Ring homomorphism extension from $k[x]$ to $k(x)$

Question

I've been trying to prove that if $k$ is an algebraically closed field, $V$ is a $k$-vector space, $\dim_k(V)$ is infinite, and $f:V\to V$ is a linear operator such that $f-rI$ is invertible for all $r\in k$, then the ring homomorphsm

\begin{align} p:k[x]&\to\mathrm{End}_k(V)\\ g(x)&\mapsto g(f) \end{align}

can be extended to a ring homomorphism

\begin{align} \hat{p}:k(x) &\to\mathrm{End}_k(V)\\ \frac{g(x)}{s(x)}&\mapsto g(f)s(f)^{-1} \end{align}

It is like universal property of localization ring (which I don't use because I learned this is just for commutative rings, but $\mathrm{End}_k(V)$ is not).
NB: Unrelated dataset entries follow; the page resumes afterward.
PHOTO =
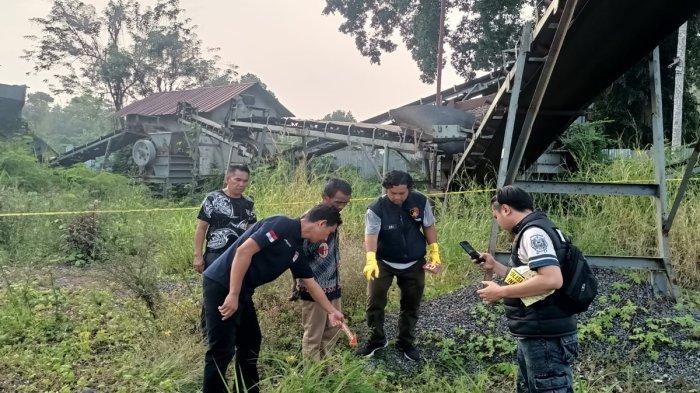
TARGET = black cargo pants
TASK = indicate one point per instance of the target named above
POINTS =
(411, 282)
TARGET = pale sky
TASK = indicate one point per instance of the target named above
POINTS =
(299, 53)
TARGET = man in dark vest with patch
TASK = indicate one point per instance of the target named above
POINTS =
(544, 328)
(258, 256)
(397, 227)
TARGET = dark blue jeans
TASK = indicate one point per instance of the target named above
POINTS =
(238, 335)
(544, 364)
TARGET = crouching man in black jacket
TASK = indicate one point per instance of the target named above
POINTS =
(545, 330)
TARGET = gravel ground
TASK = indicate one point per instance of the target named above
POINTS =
(450, 317)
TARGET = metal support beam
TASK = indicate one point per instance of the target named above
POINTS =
(689, 169)
(385, 162)
(540, 89)
(582, 188)
(105, 161)
(397, 142)
(525, 42)
(661, 281)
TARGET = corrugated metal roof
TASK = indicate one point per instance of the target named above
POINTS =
(205, 99)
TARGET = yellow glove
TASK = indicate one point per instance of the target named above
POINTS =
(371, 270)
(434, 254)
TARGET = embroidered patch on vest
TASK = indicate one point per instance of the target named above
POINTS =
(322, 250)
(538, 243)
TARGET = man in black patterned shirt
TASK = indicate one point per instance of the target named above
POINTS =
(224, 216)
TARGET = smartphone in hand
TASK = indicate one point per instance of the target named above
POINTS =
(473, 254)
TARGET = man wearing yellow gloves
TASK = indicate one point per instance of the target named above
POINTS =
(396, 247)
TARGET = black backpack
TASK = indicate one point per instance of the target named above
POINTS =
(580, 286)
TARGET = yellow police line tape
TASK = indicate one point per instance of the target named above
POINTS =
(170, 209)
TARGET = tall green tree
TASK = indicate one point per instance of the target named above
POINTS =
(122, 51)
(485, 28)
(83, 119)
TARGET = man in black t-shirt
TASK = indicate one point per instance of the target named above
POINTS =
(259, 256)
(224, 216)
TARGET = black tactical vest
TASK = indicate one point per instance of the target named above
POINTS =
(546, 318)
(400, 237)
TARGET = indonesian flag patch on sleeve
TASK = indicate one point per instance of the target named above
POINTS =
(271, 236)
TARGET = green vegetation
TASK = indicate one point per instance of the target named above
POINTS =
(110, 301)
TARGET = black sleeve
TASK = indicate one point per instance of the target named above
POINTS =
(271, 231)
(301, 268)
(253, 218)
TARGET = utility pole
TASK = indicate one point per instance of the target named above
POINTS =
(677, 127)
(441, 38)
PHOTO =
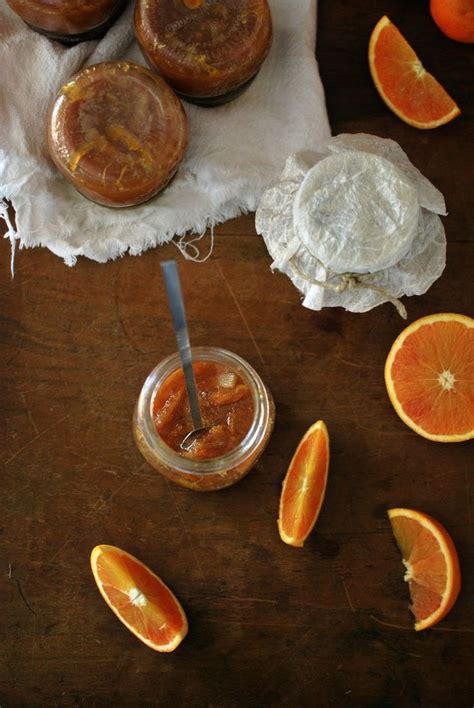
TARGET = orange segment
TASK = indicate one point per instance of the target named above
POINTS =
(304, 486)
(401, 80)
(429, 374)
(139, 598)
(431, 562)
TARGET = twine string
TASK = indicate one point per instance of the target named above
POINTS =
(351, 281)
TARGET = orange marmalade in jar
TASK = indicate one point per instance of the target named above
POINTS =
(235, 404)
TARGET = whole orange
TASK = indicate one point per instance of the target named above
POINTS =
(455, 18)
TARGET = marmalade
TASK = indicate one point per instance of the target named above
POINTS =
(226, 405)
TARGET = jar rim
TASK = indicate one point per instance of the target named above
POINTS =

I could prove $\hat{p}$ is well defined, also $\hat{p}(a+b)=\hat{p}(a)+\hat{p}(b)$. My problem is with $\hat{p}(ab)=\hat{p}(a)\hat{p}(b)$, because without commutativity I get stuck.

Thanks for any help.

Answer 1

So some ingredients:

1. Show that if $A$ and $B$ and $C$ and $D$ all commute with each other, then $A + B$ commutes with $C + D$ and $AB$ with $CD$. And also $AB$ with $C + D$ and so on.
2. with these base cases + induction, you can show that polynomials in $f$ commute with other polynomials in $f$

Possibly you've already done this.

3. you want to show that the fractions commute as well. E.g. if $x$ and $y$ are polynomials in $f$ then $xy = yx$ implies $y^{-1}(xy)y^{-1} = y^{-1}(yx)y^{-1}$, which shows that $x$ commutes with $y^{-1}$.

4. Similarly, you can show that $x, y, x^{-1}, y^{-1}$ all commute with each other.